With the ever-increasing use of commercial air travel, individuals are traveling away from home more frequently.3 That increase in travel has spurned a newfound desire to re-examine some of our previous recommendations regarding specific health conditions and flying. Specifically, in the past, a pneumothorax has been deemed an absolute contraindication for flight travel due to the effects of the hypobaric environment and concern for expansion resulting in tension physiology. Numerous societies, including the British Thoracic Society and Aerospace Medical Association (AsMA), previously recommended waiting at least 2 wk from the resolution of a pneumothorax prior to any flight travel, recently updating their recommendation to 7 d.1,11 A 2011 article published in Thorax recommended waiting at least 7 d after the complete resolution of a pneumothorax, and up to 2 wk following a traumatic pneumothorax.11 However, upon review of the literature, it becomes apparent that these recommendations are based on a few case reports and other weak evidence. As such, numerous authors have noted that further investigation into this field is needed to better understand the natural history of a pneumothorax in flight.2,7,10
METHODS
The PUBMED database was queried utilizing search terms “Pneumothorax”, “Flight”, “Hypobaric”, and “Air Travel”, resulting in 107 articles.
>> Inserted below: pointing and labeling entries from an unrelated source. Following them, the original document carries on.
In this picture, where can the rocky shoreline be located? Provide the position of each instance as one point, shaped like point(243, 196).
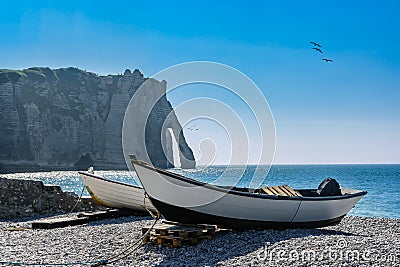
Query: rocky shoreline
point(24, 197)
point(356, 241)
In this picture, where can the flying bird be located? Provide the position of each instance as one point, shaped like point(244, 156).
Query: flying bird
point(317, 49)
point(315, 44)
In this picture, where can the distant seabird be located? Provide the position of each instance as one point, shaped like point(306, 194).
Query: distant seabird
point(315, 44)
point(317, 49)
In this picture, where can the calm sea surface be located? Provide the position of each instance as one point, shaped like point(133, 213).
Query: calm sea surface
point(381, 181)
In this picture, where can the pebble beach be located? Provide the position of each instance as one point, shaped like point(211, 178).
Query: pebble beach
point(356, 241)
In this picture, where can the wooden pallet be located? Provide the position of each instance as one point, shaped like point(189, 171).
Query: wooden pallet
point(175, 235)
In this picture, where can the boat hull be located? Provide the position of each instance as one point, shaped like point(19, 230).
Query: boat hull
point(115, 194)
point(185, 200)
point(184, 215)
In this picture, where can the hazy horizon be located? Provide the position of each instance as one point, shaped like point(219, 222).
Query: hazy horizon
point(341, 112)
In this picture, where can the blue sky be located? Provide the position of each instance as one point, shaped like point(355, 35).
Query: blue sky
point(341, 112)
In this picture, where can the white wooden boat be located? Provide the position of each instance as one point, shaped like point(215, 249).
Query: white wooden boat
point(115, 194)
point(186, 200)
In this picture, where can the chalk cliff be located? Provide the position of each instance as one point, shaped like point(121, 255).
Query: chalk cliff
point(68, 119)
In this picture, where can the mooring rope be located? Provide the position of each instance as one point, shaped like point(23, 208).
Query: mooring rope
point(77, 201)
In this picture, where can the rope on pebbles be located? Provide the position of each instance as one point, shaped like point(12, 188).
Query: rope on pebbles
point(125, 253)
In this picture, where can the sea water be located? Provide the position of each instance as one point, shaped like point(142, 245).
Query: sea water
point(381, 181)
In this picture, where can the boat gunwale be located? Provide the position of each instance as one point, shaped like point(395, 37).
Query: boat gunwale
point(107, 180)
point(241, 193)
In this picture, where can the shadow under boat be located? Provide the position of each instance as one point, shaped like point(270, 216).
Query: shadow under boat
point(186, 200)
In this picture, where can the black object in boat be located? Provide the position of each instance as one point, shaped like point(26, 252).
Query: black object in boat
point(329, 187)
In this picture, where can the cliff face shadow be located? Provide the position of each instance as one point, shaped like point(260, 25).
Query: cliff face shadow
point(231, 244)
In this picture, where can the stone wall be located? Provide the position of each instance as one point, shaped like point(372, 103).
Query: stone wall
point(24, 198)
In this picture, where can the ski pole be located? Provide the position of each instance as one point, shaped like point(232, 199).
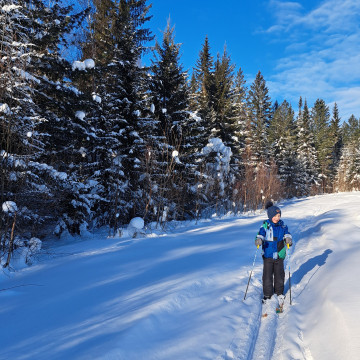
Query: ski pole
point(257, 248)
point(289, 275)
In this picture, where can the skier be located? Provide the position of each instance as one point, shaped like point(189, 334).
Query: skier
point(273, 236)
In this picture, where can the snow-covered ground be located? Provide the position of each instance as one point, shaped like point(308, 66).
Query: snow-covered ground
point(180, 295)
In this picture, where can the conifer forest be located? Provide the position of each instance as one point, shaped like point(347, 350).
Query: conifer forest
point(101, 140)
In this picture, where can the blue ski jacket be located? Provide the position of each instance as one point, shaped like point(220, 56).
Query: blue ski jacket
point(273, 235)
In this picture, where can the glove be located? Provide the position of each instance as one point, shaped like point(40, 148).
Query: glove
point(288, 240)
point(258, 242)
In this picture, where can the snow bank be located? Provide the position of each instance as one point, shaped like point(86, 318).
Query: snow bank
point(180, 295)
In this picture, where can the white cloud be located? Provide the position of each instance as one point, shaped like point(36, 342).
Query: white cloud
point(321, 56)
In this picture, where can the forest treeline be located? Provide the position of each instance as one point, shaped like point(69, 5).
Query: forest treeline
point(104, 139)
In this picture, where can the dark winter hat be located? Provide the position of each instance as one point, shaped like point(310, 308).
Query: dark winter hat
point(272, 210)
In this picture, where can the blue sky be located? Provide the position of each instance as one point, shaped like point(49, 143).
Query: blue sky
point(303, 48)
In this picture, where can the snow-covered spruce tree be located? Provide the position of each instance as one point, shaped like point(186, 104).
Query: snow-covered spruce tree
point(168, 99)
point(39, 100)
point(282, 140)
point(205, 92)
point(348, 177)
point(224, 126)
point(260, 112)
point(118, 32)
point(306, 153)
point(337, 143)
point(239, 121)
point(320, 118)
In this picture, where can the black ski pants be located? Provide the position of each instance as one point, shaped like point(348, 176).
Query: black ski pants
point(273, 277)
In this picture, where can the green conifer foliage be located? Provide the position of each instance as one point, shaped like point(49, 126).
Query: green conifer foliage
point(260, 113)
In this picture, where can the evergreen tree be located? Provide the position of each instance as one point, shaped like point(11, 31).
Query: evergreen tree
point(46, 133)
point(348, 177)
point(224, 125)
point(282, 140)
point(169, 99)
point(307, 156)
point(121, 84)
point(320, 117)
point(335, 137)
point(204, 76)
point(260, 115)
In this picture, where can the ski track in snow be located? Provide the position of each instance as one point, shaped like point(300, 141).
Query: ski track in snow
point(266, 330)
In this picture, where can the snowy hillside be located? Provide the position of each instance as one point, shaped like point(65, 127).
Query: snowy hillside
point(180, 295)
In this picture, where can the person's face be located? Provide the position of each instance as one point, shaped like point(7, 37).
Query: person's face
point(276, 218)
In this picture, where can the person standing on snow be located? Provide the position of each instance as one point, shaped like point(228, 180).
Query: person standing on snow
point(273, 236)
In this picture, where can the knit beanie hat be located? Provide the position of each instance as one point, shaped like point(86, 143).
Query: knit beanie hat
point(272, 210)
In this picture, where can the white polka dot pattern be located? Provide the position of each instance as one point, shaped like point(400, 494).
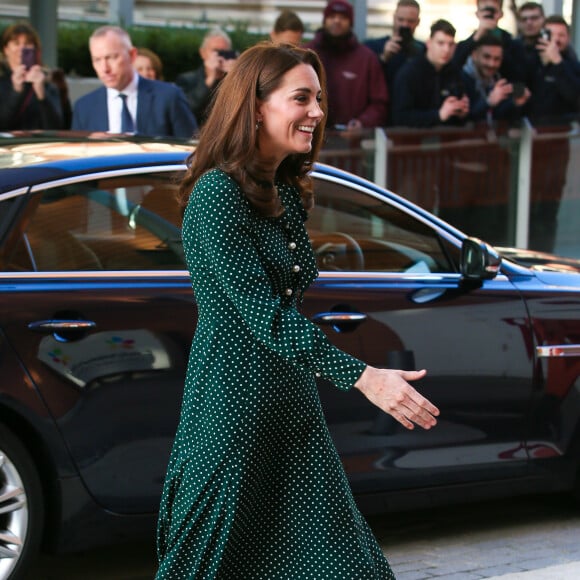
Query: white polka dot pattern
point(255, 488)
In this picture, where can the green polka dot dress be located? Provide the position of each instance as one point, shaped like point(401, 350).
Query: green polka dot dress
point(255, 488)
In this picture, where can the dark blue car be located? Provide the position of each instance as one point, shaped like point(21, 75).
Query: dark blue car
point(97, 316)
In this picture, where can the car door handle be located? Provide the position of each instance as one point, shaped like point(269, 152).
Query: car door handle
point(340, 321)
point(558, 350)
point(59, 326)
point(338, 317)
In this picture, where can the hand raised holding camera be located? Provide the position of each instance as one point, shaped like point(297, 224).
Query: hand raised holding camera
point(454, 107)
point(488, 17)
point(548, 50)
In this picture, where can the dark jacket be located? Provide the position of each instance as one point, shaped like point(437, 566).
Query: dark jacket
point(162, 111)
point(394, 64)
point(555, 90)
point(197, 93)
point(420, 91)
point(356, 85)
point(479, 110)
point(23, 111)
point(513, 55)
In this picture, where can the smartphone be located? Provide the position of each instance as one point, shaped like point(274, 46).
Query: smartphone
point(488, 12)
point(228, 54)
point(518, 90)
point(406, 35)
point(28, 57)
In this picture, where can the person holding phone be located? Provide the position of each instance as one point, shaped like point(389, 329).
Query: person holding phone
point(29, 99)
point(357, 92)
point(429, 90)
point(394, 51)
point(498, 99)
point(489, 13)
point(554, 80)
point(217, 57)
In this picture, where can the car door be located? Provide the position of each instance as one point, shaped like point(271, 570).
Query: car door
point(101, 313)
point(389, 292)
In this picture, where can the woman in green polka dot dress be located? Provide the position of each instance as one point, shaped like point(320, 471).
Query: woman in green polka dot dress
point(255, 488)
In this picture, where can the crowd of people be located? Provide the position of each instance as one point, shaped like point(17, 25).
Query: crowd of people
point(396, 80)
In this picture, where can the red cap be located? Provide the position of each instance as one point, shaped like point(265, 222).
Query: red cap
point(340, 7)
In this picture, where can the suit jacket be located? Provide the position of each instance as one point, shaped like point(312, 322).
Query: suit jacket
point(162, 111)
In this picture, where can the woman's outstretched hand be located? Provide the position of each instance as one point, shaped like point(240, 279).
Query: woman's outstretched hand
point(389, 390)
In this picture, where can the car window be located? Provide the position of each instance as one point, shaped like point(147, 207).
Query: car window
point(351, 230)
point(121, 223)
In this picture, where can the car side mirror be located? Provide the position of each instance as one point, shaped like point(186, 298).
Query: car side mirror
point(479, 261)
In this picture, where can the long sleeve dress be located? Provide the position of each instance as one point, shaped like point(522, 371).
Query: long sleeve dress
point(255, 488)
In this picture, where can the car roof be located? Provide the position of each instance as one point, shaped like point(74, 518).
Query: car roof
point(30, 158)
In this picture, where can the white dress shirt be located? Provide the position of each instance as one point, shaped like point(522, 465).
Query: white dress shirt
point(115, 104)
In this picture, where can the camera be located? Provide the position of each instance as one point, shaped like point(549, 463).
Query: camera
point(456, 90)
point(28, 57)
point(488, 12)
point(227, 54)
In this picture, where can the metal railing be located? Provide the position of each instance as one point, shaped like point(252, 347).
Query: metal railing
point(508, 186)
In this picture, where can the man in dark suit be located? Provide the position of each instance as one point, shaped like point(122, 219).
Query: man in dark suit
point(128, 103)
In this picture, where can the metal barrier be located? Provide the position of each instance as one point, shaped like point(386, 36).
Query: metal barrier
point(504, 185)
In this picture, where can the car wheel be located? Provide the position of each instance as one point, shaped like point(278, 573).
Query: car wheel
point(21, 507)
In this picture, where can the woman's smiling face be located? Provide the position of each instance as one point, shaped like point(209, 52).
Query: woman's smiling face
point(288, 117)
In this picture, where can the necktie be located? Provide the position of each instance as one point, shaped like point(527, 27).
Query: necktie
point(127, 124)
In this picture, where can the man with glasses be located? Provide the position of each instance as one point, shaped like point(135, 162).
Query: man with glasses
point(530, 18)
point(489, 13)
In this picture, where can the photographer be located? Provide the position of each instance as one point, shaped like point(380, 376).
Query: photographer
point(554, 80)
point(394, 51)
point(198, 85)
point(29, 100)
point(489, 13)
point(497, 97)
point(429, 90)
point(553, 76)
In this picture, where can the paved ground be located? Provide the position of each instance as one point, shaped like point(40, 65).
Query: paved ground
point(487, 540)
point(534, 538)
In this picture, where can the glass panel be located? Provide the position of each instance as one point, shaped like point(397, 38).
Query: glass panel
point(353, 231)
point(130, 223)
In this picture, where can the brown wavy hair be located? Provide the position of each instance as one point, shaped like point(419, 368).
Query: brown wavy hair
point(228, 139)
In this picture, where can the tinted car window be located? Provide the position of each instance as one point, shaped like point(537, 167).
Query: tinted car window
point(122, 223)
point(351, 230)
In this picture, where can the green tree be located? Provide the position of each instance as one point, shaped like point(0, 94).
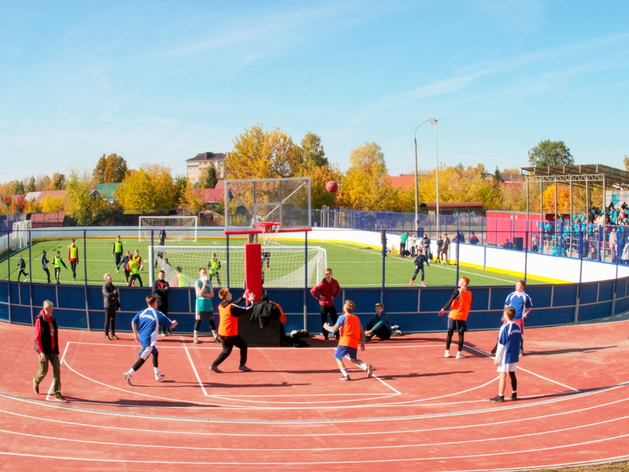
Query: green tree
point(110, 169)
point(148, 190)
point(550, 153)
point(58, 181)
point(260, 154)
point(210, 180)
point(79, 201)
point(311, 151)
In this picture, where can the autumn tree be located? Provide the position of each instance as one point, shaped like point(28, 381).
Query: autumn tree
point(191, 199)
point(31, 185)
point(110, 169)
point(58, 181)
point(364, 186)
point(260, 154)
point(148, 190)
point(550, 153)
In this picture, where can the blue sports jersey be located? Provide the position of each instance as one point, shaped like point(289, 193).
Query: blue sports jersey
point(148, 322)
point(510, 337)
point(519, 301)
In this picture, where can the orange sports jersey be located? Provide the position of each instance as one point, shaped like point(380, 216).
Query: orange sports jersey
point(228, 324)
point(350, 331)
point(461, 306)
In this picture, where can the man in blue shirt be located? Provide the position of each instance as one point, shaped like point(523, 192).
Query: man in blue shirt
point(508, 354)
point(379, 325)
point(146, 325)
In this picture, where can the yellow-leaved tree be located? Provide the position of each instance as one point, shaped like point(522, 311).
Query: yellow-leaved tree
point(148, 190)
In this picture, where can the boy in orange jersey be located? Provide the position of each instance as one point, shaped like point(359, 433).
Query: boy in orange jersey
point(228, 327)
point(350, 335)
point(460, 303)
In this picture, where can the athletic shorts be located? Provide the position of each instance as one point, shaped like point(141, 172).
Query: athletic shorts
point(507, 367)
point(342, 351)
point(205, 315)
point(520, 323)
point(457, 325)
point(147, 351)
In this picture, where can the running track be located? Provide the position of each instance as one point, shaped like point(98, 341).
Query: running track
point(421, 412)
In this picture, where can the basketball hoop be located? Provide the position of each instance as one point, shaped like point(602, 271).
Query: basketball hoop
point(269, 231)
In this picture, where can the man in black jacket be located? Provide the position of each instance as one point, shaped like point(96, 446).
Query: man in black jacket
point(47, 347)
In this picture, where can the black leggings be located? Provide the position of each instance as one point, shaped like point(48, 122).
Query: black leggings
point(449, 339)
point(325, 311)
point(228, 343)
point(110, 319)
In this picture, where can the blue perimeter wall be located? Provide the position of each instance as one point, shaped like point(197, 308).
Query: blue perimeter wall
point(414, 309)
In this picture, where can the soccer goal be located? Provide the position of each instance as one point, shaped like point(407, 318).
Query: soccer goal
point(282, 266)
point(177, 228)
point(20, 234)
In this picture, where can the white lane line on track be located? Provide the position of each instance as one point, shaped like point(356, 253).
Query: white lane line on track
point(530, 372)
point(512, 453)
point(301, 423)
point(194, 369)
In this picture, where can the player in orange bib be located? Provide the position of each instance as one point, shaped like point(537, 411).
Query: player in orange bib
point(228, 327)
point(350, 335)
point(460, 303)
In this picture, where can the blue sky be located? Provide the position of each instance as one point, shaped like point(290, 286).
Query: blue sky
point(161, 81)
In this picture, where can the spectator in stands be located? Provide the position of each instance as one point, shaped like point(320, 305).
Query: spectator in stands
point(111, 302)
point(379, 325)
point(73, 257)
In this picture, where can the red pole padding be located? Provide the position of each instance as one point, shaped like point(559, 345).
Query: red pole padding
point(253, 269)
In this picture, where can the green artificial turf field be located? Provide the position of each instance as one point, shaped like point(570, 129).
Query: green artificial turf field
point(353, 266)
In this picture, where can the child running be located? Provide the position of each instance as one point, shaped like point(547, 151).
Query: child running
point(508, 354)
point(351, 334)
point(419, 262)
point(146, 323)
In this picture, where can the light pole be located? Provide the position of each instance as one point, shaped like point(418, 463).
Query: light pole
point(433, 122)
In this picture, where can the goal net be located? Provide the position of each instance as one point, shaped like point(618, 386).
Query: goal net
point(20, 234)
point(282, 266)
point(177, 228)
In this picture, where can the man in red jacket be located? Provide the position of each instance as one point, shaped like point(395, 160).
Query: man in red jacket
point(47, 347)
point(326, 291)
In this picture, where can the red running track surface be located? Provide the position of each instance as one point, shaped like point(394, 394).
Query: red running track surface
point(421, 411)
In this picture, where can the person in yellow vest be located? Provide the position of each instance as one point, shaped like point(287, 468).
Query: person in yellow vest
point(117, 252)
point(228, 327)
point(57, 262)
point(351, 334)
point(460, 303)
point(213, 267)
point(135, 264)
point(73, 257)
As the goal of this review was to identify post-hospital-discharge air travel following an acquired pneumothorax (surgical or traumatic), studies involving congenital malformations and spontaneous pneumothoraces were excluded. In addition, as a thorough review of the literature was performed in 2013 by Bunch et al., the search was narrowed to original studies, case reports, and case series from 2013 onward.2 This reduced the number of relevant articles to six, one of which could not be viewed due to access issues. As such, the remaining five articles, with two additional historic articles, are summarized below and in Table I.
RESULTS
Theoretical Pathophysiology of a Hypobaric Pneumothorax
To look at the proposed physiology behind a pneumothorax, a study performed in 2013 by Fitz-Clarke et al.6 used a mathematical model simulating the behavior of pneumothoraces at different altitudes. Using a mathematical model, they determined the theoretical size at which tension physiology would occur. It was determined that a pneumothorax up to 40% in size could be tolerated up to an altitude of 8000 ft (2438 m). This size would not create a large enough mediastinal pressure difference to induce tension physiology. At this size, the authors also concluded that tension physiology would not create enough positive intrathoracic pressure to overcome normal respiratory negative pressure. The apparent limitations of this study are that it is purely theoretical and, therefore, cannot account for some of the nuances of human respiratory mechanics. The model also did not address critical hypoxemia due to lower inspired oxygen partial pressures and pulmonary shunt from lung collapse, which certainly would have an overall effect on patients with pneumothoraces. Still, this paper’s findings help explain how patients in later studies with known pneumothoraces seem to have mild to no issues with flight in pressurized cabins. The article mentions that while cabins are pressurized to 8000 feet (2438 m), there is the chance of rapid decompression, which would quickly drop the cabin’s pressure to 30000–45000 ft (9144–13,716 m) over a period of seconds. Under these extreme conditions, the risk of lung collapse would drastically increase, but the chance of this event occurring in current commercial aviation is quite rare.12
Previous Summary of the Literature
A review article written in 2013 focused on numerous publications that looked at pneumothorax during commercial flight. Bunch et al. found that while there were numerous retrospective studies, only two prospective studies addressed this topic.2 One of these, based out of Orlando, FL, in 1999, had been used to validate the Aerospace Medical Assocation and British Thoracic Society guidelines of waiting 2 wk after the resolution of a pneumothorax.5 In that study, 10 patients flew at least 14 d after resolution of a traumatic pneumothorax and did not experience any issues in flight. Two patients flew prior to 14 d, and one had respiratory distress in flight with symptoms suggestive of a recurrent pneumothorax. As such, the recommendation of waiting 2 wk after traumatic pneumothorax seemed appropriate.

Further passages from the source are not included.